A substantial number of enterprises and independent software vendors are adopting a strategy in which software-intensive systems are developed with open source software (OSS) components or components with open APIs. It has been common for both independent or corporate-sponsored OSS projects to require that developers contribute their work under conditions that ensure the project can license its products under a specific OSS license. For example, the Apache Contributor License Agreement grants enough rights to the Apache Software Foundation for the foundation to license the resulting systems under the Apache License. This sort of license configuration, in which the rights to a system’s components are homogeneously granted and the system has a well-defined OSS license, was the norm and continues to this day.

However, we more and more commonly see a different enterprise software configuration, in which the components of an enterprise system do not have the same license. The resulting system may not have any recognized OSS license at all—in fact, our research indicates this is the most likely outcome—but instead, if all goes well in its design, there will be enough rights available in the system so that it can be used and distributed, and perhaps modified by others and sub-licensed, if the corresponding obligations are met (Alspaugh, Asuncion, & Scacchi, 2009). These obligations are likely to differ for components with different licenses; a BSD (Berkeley Software Distribution) licensed component must preserve its copyright notices when made part of the system, for example, while the source code for a modified component covered by MPL (the Mozilla Public License) must be made public, and a component with a reciprocal license such as the Free Software Foundation’s GPL (General Public License) might carry the obligation to distribute the source code of that component but also of other components that constitute “a whole which is a work based on” the GPL’d component. The obligations may conflict, as when a GPL’d component’s reciprocal obligation to publish source code of other components is combined with a proprietary license’s prohibition of publishing source code, in which case there may be no rights available for the system as a whole, not even the right of use, because the obligations of the licenses that would permit use of its components cannot simultaneously be met.

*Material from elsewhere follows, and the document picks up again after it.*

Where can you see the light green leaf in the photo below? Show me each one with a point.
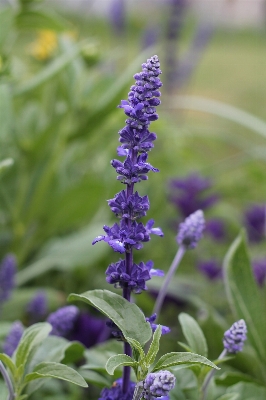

The central problem we examine and explain in this chapter is to identify principles of software architecture and software licenses that facilitate or inhibit success of the OA strategy when OSS and other software components with open APIs are employed. This is the knowledge we seek to develop and deliver. Without such knowledge, it is unlikely that an OA that is clean, robust, transparent, and extensible can be readily produced. On a broader scale, this chapter seeks to explore and answer the following kinds of research questions:

  • What license applies to an OA enterprise system composed of software components that are subject to different licenses?

  • How do alternative OSS licenses facilitate or inhibit the development of OA systems for an enterprise?

  • How should software license constraints be specified so it is possible for an enterprise to automatically determine the overall set of rights and obligations associated with a configured enterprise software system architecture?

This chapter may help establish a foundation for how to analyze and evaluate dependencies that might arise when seeking to develop software systems that embody an OA when different types of software components or software licenses are being considered for integration into an overall enterprise system configuration.

In the remainder of this chapter, we examine software licensing constraints. This is followed by an analysis of how these constraints can interact in order to determine the overall license constraints applicable to the configured system architecture. Next, we describe an operational environment that demonstrates automatic determination of license constraints associated with a configured system architecture, and thus offers a solution to the problem we face. We close with a discussion of some issues raised by our work.